# Thread: Equation of a plane through 3 points

1. ## Equation of a plane through 3 points

There is a method of finding the equation by using this equation: r.(di+ej.fk)=1 and substituting the position vectors in turn for r. Then the simultaneous equations are solved for d, e and f. I don't know how it works. Why is the scalar product 1?

2. ## Re: Equation of a plane through 3 points

You did not mention one important point: di+ ej+ fk is a normal vector, perpendicular to the plane. Now, if r is a vector lying in the plane, in particular if r= <x- a, y- b, z- a> where (a, b, c) is given as a specific point in the plane and (x, y, z) represents a variable point in the plane, then r is perpendicular to di+ ej+ fk and so their dot product is 0.

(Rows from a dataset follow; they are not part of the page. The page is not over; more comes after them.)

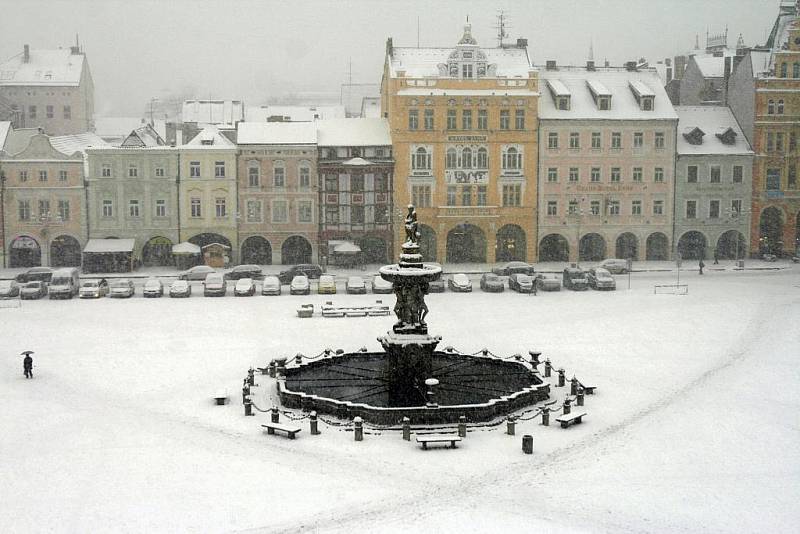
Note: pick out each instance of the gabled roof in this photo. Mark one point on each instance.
(45, 67)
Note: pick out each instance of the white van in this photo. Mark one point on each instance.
(65, 283)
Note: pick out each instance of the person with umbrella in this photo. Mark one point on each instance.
(27, 364)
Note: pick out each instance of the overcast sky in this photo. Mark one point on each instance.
(257, 50)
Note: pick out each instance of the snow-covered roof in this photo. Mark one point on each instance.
(44, 67)
(711, 120)
(353, 132)
(619, 82)
(100, 246)
(276, 133)
(213, 111)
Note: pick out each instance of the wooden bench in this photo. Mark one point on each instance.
(573, 418)
(221, 396)
(289, 429)
(438, 438)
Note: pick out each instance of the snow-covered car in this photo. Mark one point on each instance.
(93, 289)
(9, 289)
(520, 282)
(355, 285)
(600, 278)
(153, 288)
(547, 282)
(300, 285)
(381, 286)
(33, 290)
(459, 283)
(326, 285)
(180, 288)
(198, 272)
(245, 287)
(271, 285)
(121, 288)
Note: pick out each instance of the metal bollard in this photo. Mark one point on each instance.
(527, 444)
(359, 429)
(511, 424)
(462, 426)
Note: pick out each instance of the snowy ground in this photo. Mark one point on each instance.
(693, 427)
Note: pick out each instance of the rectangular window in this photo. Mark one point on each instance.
(505, 119)
(691, 209)
(220, 207)
(280, 212)
(691, 174)
(713, 209)
(466, 119)
(716, 174)
(428, 119)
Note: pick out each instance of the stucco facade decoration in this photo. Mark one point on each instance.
(278, 192)
(133, 193)
(463, 121)
(606, 164)
(713, 184)
(49, 89)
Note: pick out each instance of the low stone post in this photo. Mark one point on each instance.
(462, 426)
(527, 444)
(359, 428)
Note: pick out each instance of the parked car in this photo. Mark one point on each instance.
(355, 285)
(520, 282)
(35, 274)
(309, 270)
(180, 288)
(93, 289)
(575, 279)
(214, 285)
(245, 271)
(198, 272)
(64, 284)
(615, 265)
(9, 289)
(153, 288)
(326, 285)
(460, 283)
(600, 278)
(121, 288)
(492, 283)
(300, 285)
(512, 267)
(33, 290)
(547, 282)
(381, 286)
(245, 287)
(271, 286)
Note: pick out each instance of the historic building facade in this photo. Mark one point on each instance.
(463, 122)
(277, 187)
(713, 184)
(606, 161)
(355, 168)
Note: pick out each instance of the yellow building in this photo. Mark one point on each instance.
(463, 122)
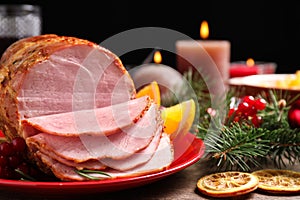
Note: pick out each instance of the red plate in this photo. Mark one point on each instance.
(188, 151)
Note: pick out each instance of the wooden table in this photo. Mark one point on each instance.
(181, 185)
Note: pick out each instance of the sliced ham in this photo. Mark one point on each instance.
(101, 121)
(136, 159)
(52, 74)
(75, 104)
(117, 146)
(162, 159)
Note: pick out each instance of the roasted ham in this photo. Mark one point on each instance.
(74, 103)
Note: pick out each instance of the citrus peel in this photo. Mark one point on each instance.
(179, 118)
(278, 181)
(227, 184)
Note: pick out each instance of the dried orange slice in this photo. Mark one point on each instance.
(227, 184)
(278, 181)
(179, 118)
(152, 90)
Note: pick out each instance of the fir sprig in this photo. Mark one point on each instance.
(241, 146)
(235, 147)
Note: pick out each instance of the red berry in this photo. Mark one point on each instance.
(231, 111)
(243, 107)
(251, 112)
(256, 120)
(249, 99)
(260, 104)
(294, 116)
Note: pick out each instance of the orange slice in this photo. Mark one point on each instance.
(227, 184)
(278, 181)
(179, 118)
(152, 90)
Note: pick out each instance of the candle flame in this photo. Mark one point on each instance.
(250, 62)
(204, 30)
(157, 57)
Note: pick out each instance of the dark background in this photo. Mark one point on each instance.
(262, 30)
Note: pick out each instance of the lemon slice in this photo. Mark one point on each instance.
(278, 181)
(179, 118)
(152, 90)
(227, 184)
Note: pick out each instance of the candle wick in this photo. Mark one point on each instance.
(149, 58)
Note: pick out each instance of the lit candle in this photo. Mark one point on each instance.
(250, 67)
(168, 79)
(204, 55)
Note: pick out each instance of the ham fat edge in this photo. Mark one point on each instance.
(74, 103)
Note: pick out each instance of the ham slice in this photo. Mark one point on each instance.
(117, 146)
(75, 104)
(162, 159)
(102, 121)
(51, 74)
(136, 159)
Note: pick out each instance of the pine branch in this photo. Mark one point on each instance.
(240, 146)
(235, 147)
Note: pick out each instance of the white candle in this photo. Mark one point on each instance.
(208, 56)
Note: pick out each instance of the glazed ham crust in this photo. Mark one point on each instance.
(75, 105)
(34, 57)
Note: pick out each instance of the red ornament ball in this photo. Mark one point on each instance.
(294, 115)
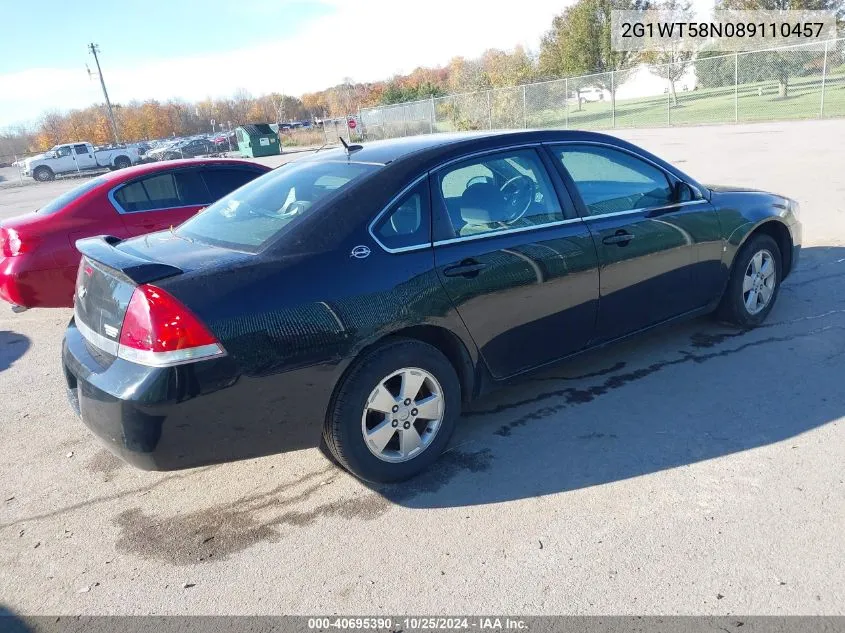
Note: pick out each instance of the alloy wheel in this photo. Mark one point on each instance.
(402, 415)
(759, 283)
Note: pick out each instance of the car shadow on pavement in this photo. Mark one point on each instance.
(12, 347)
(677, 396)
(11, 623)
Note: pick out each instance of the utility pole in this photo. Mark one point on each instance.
(94, 50)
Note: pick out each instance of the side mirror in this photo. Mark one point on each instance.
(684, 192)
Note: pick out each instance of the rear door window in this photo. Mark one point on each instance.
(613, 181)
(191, 188)
(163, 191)
(251, 216)
(222, 181)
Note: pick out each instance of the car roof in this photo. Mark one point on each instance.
(151, 168)
(388, 151)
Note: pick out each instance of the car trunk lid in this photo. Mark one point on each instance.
(105, 282)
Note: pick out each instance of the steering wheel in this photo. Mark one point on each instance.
(519, 194)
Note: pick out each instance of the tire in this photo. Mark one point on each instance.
(43, 174)
(738, 306)
(355, 407)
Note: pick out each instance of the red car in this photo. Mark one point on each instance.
(38, 256)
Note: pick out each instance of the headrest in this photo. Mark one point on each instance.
(482, 203)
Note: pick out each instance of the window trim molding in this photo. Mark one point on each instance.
(521, 229)
(394, 200)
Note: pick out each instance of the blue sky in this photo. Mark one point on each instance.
(143, 30)
(192, 49)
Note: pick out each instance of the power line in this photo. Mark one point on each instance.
(94, 48)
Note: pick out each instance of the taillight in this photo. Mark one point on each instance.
(11, 243)
(159, 331)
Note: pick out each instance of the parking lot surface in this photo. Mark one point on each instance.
(694, 470)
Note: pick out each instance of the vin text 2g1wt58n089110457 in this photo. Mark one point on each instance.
(358, 297)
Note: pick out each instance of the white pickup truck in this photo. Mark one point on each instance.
(75, 157)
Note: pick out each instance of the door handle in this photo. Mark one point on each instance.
(467, 268)
(621, 238)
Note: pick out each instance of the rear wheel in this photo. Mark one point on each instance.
(43, 174)
(754, 283)
(395, 411)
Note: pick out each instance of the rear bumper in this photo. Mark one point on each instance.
(46, 288)
(194, 414)
(796, 231)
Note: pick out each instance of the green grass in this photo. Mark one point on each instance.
(699, 107)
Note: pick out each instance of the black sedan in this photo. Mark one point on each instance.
(356, 298)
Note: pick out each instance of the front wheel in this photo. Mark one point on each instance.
(395, 411)
(43, 174)
(754, 283)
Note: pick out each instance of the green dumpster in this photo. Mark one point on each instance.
(257, 139)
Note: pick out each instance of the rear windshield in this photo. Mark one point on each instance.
(56, 204)
(251, 216)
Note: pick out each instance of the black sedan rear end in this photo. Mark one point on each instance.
(356, 298)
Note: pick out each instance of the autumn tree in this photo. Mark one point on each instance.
(780, 65)
(579, 43)
(673, 59)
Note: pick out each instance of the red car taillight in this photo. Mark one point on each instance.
(159, 331)
(11, 243)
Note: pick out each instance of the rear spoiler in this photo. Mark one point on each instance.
(141, 271)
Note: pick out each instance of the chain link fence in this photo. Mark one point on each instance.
(796, 82)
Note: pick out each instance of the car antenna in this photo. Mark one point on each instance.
(349, 148)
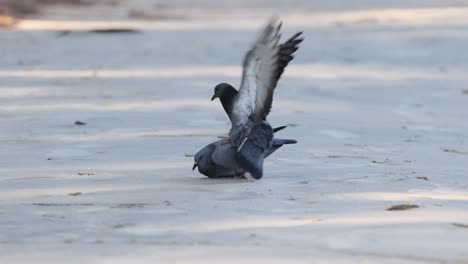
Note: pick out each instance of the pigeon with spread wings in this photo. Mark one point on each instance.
(247, 108)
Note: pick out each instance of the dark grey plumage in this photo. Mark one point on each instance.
(218, 159)
(247, 108)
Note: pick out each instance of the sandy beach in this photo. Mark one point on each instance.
(377, 98)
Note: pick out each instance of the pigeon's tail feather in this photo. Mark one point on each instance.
(250, 158)
(280, 141)
(276, 129)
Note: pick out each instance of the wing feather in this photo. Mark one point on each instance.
(263, 66)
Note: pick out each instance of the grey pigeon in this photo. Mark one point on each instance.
(247, 108)
(218, 159)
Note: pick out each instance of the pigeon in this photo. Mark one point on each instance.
(218, 159)
(248, 108)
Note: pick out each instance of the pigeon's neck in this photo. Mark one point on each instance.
(227, 100)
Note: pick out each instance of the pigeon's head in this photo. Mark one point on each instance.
(203, 157)
(224, 90)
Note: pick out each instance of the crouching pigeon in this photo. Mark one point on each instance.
(251, 135)
(218, 159)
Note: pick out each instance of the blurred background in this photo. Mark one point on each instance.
(104, 103)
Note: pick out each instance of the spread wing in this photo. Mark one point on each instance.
(263, 66)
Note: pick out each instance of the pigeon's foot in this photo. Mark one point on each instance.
(249, 176)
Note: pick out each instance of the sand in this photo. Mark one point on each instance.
(376, 98)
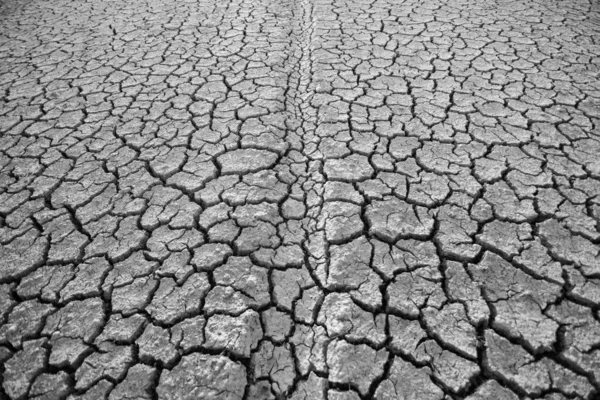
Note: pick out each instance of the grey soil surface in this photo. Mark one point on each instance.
(304, 199)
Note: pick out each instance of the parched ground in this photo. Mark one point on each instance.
(305, 199)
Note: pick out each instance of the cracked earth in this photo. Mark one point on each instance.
(312, 199)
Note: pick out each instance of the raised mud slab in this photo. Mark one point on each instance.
(271, 199)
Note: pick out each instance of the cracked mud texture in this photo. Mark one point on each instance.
(313, 199)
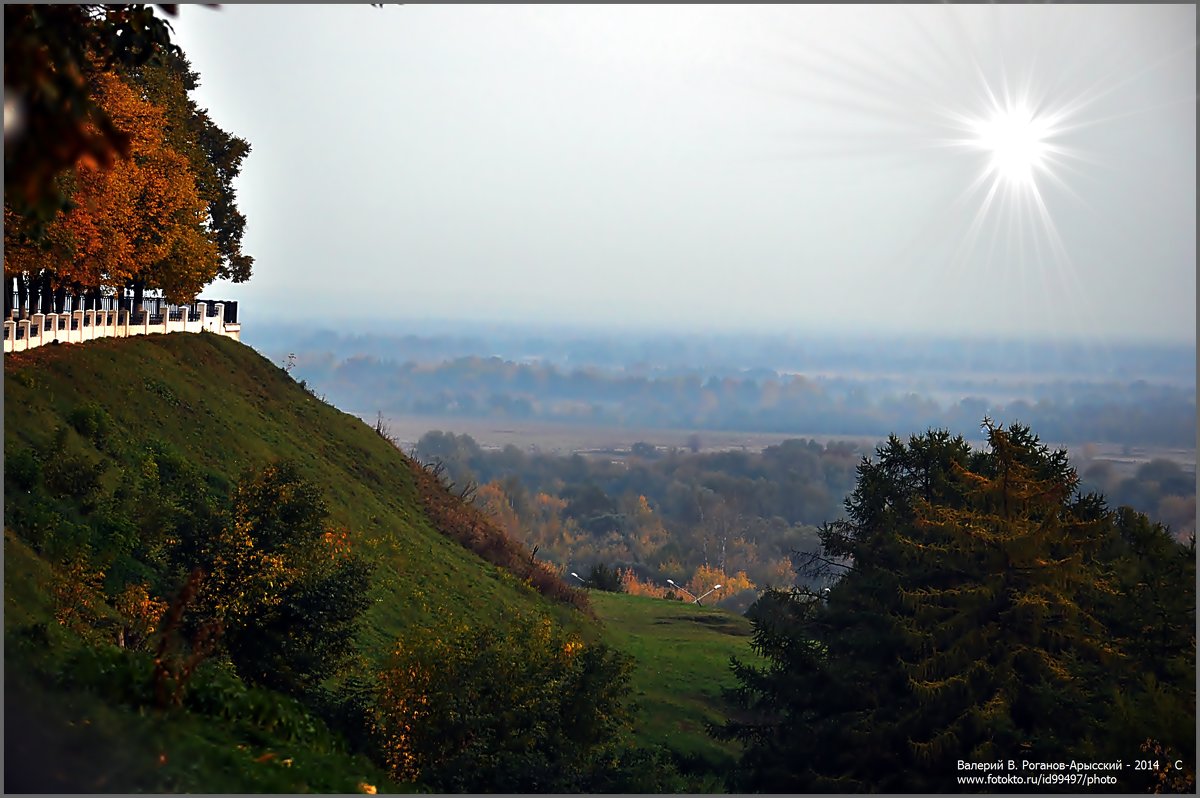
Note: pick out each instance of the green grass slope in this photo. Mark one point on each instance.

If you have three points in the plane, say, (a, b, c), (d, e, f), (g, h, i), then (a- d, b- e, c- f) and (a- g, b- h, c- i) are vectors lying in the plane and so you can take di+ ej+ fk to be the cross product of those two vectors.

3. ## Re: Equation of a plane through 3 points

Suppose that $\displaystyle \hat{n}$ is a unit vector perpendicular to the plane and that $\displaystyle \underline{a}$ is the position vector of some fixed point within the plane.

If now $\displaystyle \underline{r}$ is the position vector of another point within the plane, then $\displaystyle (\underline{r}-\underline{a})$ will be a vector in the plane and so perpendicular to $\displaystyle \hat{n}.$

In that case, $\displaystyle (\underline{r}-\underline{a}).\hat{n}=0,$
so
$\displaystyle \underline{r}.\hat{n}=\underline{a}.\hat{n},$
or
$\displaystyle \underline{r}.\left(\frac{\hat{n}}{\underline{a}. \hat {n}}\right)=1.$

This can now be written as
$\displaystyle \underline{r}.(d\hat{i}+e\hat{j}+f\hat{k})=1.$

Three different position vectors $\displaystyle \underline{r}$ for three different points within the plane produce three equations in which the unknowns are $\displaystyle d, e \text{ and } f.$